In thrall to Larkin’s genius: racism, drink and despair in a generous account of a tortured relationship over four decades
Poor Monica Jones. She would have liked to marry Philip Larkin but he kept her at arm’s length (or the 100 miles between Hull and Leicester) for more than 30 years. An academic, she loved her subject, English literature, but failed to publish any books and, as a result, was never promoted by her university department. She dressed with flair and flamboyance but was dismissed by Larkin’s friends as “a grim old bag”, “a beast”, “frigid, drab and hysterical”, and appeared, thinly disguised, as the appalling Margaret Peel (her own middle name was Beale) in Kingsley Amis’s debut novel Lucky Jim. “I dread the whole of the rest of my life,” she wrote in her 30s, and death has done little to rescue her reputation.

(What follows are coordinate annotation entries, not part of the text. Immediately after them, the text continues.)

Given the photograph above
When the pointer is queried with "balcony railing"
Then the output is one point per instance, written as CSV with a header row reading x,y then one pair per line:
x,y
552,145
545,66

Enter, like a shining knight, John Sutherland, who was taught by Jones as an undergraduate, became a good friend and drinking partner, and rightly believes she has been hard done by. “In crucial ways Monica made me,” he says, and his book pays generous tribute to the woman who kick-started his prolific academic career. As the first scholar to see Jones’s letters to Larkin (all 54 boxes of them in the Bodleian Library), he has also learned things about her he didn’t know, some of them hard to take.